There is no inherent “worth” in something, other than what people are willing to pay for it. If something costs less, then it is, by definition, worth less. Now, if you could time travel and bring a 2005 PC back to 1985, yes, that computer would be worth more-- ie, people would be willing to pay more for it than the current 1985 model. But that makes no sense as a way to guage worth because you can’t time travel.

You are using two definitions of worth. For a PC you are using what a person will pay to purchase it but for college you are using what someone can earn with a degree. You need to compare apples to apples here. How much money a person can earn with a computer and how much they can earn with a college degree or how much a computer costs and how much a college education costs. If you want to say that if something costs less, then it is, by definition, woth less then a college degree 20 years ago cost less, then by definition, worth less.

You’re confusing utility with cash value.

Air has enormous utility, you simply couldn’t survive more than a few minutes without it today. However it is so readily available that it has little or no cash value.

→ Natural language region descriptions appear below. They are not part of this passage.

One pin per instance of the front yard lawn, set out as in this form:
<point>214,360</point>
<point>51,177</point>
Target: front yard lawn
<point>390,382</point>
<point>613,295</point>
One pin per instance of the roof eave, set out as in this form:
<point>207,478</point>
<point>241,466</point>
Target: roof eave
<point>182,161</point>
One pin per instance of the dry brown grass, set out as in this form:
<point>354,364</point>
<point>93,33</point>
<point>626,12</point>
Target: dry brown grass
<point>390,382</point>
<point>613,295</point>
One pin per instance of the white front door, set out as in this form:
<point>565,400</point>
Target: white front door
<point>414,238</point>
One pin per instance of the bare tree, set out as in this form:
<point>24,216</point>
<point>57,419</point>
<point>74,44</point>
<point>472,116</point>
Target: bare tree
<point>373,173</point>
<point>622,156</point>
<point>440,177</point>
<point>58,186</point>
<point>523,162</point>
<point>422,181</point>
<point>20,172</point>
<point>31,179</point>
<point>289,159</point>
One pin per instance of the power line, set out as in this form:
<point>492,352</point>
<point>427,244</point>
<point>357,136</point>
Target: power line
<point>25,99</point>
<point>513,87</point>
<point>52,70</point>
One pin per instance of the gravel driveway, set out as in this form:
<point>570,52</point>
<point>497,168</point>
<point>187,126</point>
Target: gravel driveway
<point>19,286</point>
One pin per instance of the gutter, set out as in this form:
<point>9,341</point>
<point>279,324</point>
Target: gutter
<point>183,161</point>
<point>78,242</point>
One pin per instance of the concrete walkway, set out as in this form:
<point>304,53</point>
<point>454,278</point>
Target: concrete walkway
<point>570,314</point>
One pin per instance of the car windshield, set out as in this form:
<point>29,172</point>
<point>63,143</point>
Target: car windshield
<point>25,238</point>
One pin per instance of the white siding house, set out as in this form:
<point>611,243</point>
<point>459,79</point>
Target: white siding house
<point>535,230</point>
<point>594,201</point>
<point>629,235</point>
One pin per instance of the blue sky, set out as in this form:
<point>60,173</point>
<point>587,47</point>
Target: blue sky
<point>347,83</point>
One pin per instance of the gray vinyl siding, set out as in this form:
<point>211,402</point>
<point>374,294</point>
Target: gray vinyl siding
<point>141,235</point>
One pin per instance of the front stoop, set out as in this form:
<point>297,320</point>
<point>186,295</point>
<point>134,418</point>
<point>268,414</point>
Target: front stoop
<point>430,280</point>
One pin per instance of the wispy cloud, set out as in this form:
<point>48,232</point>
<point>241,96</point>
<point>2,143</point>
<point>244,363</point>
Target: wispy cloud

No, that’s not what I’m doing. I’m explaining why someone is willing to pay more for a college degree now than 20 years ago (ie, why it’s worth more). Or, rather, I’m offering one of the reasons that it costs more, since there are proabably many reasons for the tuition increase. If, for instance, half the colleges in the US were suddenly destroyed, the remaining colleges would be able to raise their fees because those slots would now be worth more to the people vying for them. Nothing about those slots changed-- the teachers didn’t get better, the course info wasn’t improved-- they just became more rare.

Did you read the rest of my post? I, in fact, realize the difference and went through the two ways to determine worth. The two ways being how much someone will pay for it and how much you can make with it. For the first method a computer was worth more 20 years ago becuase people were willing to pay more for it. In the second method a computer is worth more today becuase you can make more money with it.

Since the whole comment that started this exchange was:

“OTOH, a college degree is worth a lot more than it used to be, and so it makes sense that it will cost more.”

The only meaning for worth that makes sense there is how much you can produce with it. If the meaning of worth was that it cost more in relation to other goods the statement wouldn’t make sense. It would be saying “A college degree costs a lot more in relation to other goods than it used to, and so it makes sense that it will cost more.”

Ah I see.

I read your post in it’s entirety and responded to it.

In fact you are referring to what you said in a SUBSEQUENT post which was not there when I was responding (hamsters being what they are).